7 June, 2005: K.M. Grace, Countdown to Immolation
COUNTDOWN TO IMMOLATION by Kevin Michael Grace, 2.55 p.m., 7 June 2005 (originally published in 'The Ambler')
A few days ago I had a long conversation with well-known Western Canadian activist of unimpeachable integrity, a fellow I have known since 1992. Mostly I listened, and he ranted. Canada was no longer a democracy, he told me. The Liberals must be brought down. By any means necessary. If this means working with "the Devil," he said, so be it. Yes, we were talking about Gurmant Grewal.
One does get weary of being accused of trading in moral equivalency. My activist friend berated me hotly for harping on the Conservative mote while ignoring the Liberal beam. I responded, as politely as I could, that I didn't need (or appreciate) any lectures on Liberal perfidy. My record in this regard speaks for itself. Even so, said my friend, it's well past time all you fair-weather friends in the media got behind Stephen Harper and his party.
Bollocks to that. If the Conservatives or any other party want my services as a propagandist, they can make me an offer, and I might consider it. The enemy of my enemy is not my friend. I had hoped the Canadian "Right" had put aside Pecksniffery when it put paid to Preston Manning. No such luck. One gets especially weary of being told that "Everybody's doing it" is not a good excuse. It's a perfectly good excuse, if the "it" in question is blameless. There is nothing wrong with inducing MPs to cross the floor or step aside with the promise of future preferment. This is called "patronage," and, yes, everybody does it. People do not enter politics because they want to "make the world a better place" or whatever; they enter politics because they want to get ahead.
The Conservative Party is not a crusade. It is a party conceived in deceit and betrayal, midwifed by oligarchy, committed to binning every policy that once distinguished Reform from the Liberals and the Progressive Conservatives. Stephen Harper's "hidden agenda" is no agenda at all; it is a praxis: By any means necessary. You thought we stood for something, did you? Oh, grow up.

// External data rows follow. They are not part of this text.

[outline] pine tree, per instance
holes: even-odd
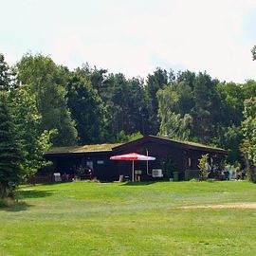
[[[23,175],[21,144],[16,139],[15,126],[9,114],[7,95],[0,92],[0,198],[19,184]]]

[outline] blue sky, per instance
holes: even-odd
[[[27,51],[70,69],[146,77],[155,67],[256,80],[255,0],[0,0],[0,52]]]

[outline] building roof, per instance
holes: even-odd
[[[53,147],[45,155],[63,155],[63,154],[82,154],[82,153],[101,153],[101,152],[112,152],[112,150],[119,150],[122,148],[129,147],[129,145],[137,145],[143,141],[155,141],[159,143],[172,143],[180,148],[192,149],[192,150],[202,150],[210,151],[221,154],[228,154],[227,151],[221,148],[204,145],[201,143],[195,143],[191,141],[181,141],[176,139],[172,139],[167,137],[157,137],[157,136],[147,136],[137,140],[127,142],[127,143],[114,143],[114,144],[96,144],[96,145],[83,145],[83,146],[72,146],[72,147]]]
[[[191,142],[191,141],[182,141],[182,140],[177,140],[177,139],[173,139],[168,137],[157,137],[157,136],[147,136],[142,138],[138,138],[137,140],[119,145],[114,148],[114,150],[119,150],[121,148],[124,148],[126,146],[129,146],[134,143],[139,143],[142,141],[155,141],[155,142],[159,142],[159,143],[172,143],[173,145],[175,144],[178,147],[181,148],[186,148],[186,149],[192,149],[192,150],[201,150],[201,151],[210,151],[210,152],[216,152],[216,153],[221,153],[221,154],[228,154],[228,152],[224,149],[213,147],[213,146],[208,146],[204,145],[201,143],[195,143],[195,142]]]
[[[46,155],[54,154],[76,154],[76,153],[89,153],[89,152],[107,152],[112,151],[112,148],[120,146],[121,143],[115,144],[95,144],[72,147],[53,147]]]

I strongly recommend that readers head over to a site called Buckets of Grewal. (Thanks to Blank Out Times for the heads up.) Therein you will find proof that Grewal's tapes have been edited repeatedly in order to exculpate Gurmant Grewal and incriminate Tim Murphy, Ujjal Dosanjh, Joe Volpe and Paul Martin. Such is the extent of the editing that the result can be described only as fraud.
And Stephen Harper and his minions are up to their necks in it. Check out this slideshow of some of the excisions. It is now glaringly obvious that the excuse given by the Conservative Party for the "glitches" in the tapes is not physically possible. Anyone who has ever made CDs knows that files are often truncated, but these truncations are caused by corrupt source materials—the computer attempts repeatedly to write the corrupted file to the disc, gives up, then moves on to the next file in the chain. What the computer does not do is repeatedly stop and restart the transfer, conveniently omitting embarrassing material. The Conservative press release was not merely a pons asinorum; it was another fraud. No wonder they buried it.

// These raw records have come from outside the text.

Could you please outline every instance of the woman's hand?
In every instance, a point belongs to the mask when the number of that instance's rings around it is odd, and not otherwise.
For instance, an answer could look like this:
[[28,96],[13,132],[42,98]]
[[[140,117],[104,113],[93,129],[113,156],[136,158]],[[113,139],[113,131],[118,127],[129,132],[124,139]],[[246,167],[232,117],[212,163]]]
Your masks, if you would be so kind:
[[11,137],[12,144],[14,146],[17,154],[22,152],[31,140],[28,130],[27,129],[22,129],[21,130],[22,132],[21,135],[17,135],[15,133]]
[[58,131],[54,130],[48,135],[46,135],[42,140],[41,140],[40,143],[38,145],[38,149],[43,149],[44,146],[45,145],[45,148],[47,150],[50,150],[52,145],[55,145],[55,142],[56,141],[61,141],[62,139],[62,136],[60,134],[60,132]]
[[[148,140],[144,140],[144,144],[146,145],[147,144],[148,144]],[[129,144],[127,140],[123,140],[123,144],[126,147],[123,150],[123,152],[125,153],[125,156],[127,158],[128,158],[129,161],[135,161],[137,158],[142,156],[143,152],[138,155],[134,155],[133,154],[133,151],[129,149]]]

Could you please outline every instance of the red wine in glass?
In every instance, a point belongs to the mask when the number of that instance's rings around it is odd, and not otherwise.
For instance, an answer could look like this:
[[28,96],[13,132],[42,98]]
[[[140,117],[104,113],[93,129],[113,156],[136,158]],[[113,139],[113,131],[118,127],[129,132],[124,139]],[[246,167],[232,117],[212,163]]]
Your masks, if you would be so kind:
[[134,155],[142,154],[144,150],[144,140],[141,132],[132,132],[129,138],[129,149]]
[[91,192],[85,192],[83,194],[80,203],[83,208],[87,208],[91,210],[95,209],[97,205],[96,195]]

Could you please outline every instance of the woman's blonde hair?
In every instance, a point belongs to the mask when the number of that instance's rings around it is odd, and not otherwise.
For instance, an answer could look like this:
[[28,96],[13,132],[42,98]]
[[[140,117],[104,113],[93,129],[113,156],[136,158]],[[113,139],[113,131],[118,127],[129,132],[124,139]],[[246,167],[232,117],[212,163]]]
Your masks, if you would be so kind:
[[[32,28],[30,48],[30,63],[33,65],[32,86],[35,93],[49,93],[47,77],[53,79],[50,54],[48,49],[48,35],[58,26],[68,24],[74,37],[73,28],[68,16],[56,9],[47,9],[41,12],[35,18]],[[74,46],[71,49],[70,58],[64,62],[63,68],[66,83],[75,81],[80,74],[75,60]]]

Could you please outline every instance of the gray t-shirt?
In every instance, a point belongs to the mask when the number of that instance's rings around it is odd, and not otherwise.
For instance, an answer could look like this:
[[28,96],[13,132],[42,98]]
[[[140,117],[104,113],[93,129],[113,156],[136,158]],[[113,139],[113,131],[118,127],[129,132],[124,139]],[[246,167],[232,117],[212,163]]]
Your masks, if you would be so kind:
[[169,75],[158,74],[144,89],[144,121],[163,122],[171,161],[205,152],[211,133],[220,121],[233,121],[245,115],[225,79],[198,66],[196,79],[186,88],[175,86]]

The Conservatives, presumably the Official Opposition Leader's Office, had possession of the Grewal tapes for two weeks before various versions of them began to be released. It is now indisputable that the Conservatives connived in the tampering of the tapes or engaged in a cover up of the tampering or both.
Gurmant Grewal was sent to Coventry yesterday, i.e., took "stress leave." (And did he present a note from a physician, I wonder.) Effectively—and this has been mentioned nowhere else that I know of—he accepted temporary suspension, with pay, from the Conservative caucus. Apparently Harper believes this—combined with the Ethics Commissioner's investigation—will silence discussion of his little local difficulty. Sorry, chaps, can't discuss it. Ongoing investigation, you know.
It's not going to work. Conservative MPs, including Peter MacKay, are putting as much daylight between themselves and Grewal as they can. Grewal, as Saturday's nervous collapse at Vancouver Airport testifies, has added desperation and madness to his previously existing character set of ignorance, arrogance, stupidity, vanity and venality. It is a near certainty he will shortly shop Harper just as he shopped Murphy and Dosanjh.
Shortly, too, the Press Gallery will wake from its slumber and ask Stephen Harper some pertinent questions:
- What was the provenance of the Grewal tapes for the fortnight after his May 18 press conference?
- Who tampered with the tapes?
- Who authorized the release of the tampered tapes?
- Who authorized the June 2 press release?
- And that old Watergate favourite: What did Stephen Harper know, and when did he know it?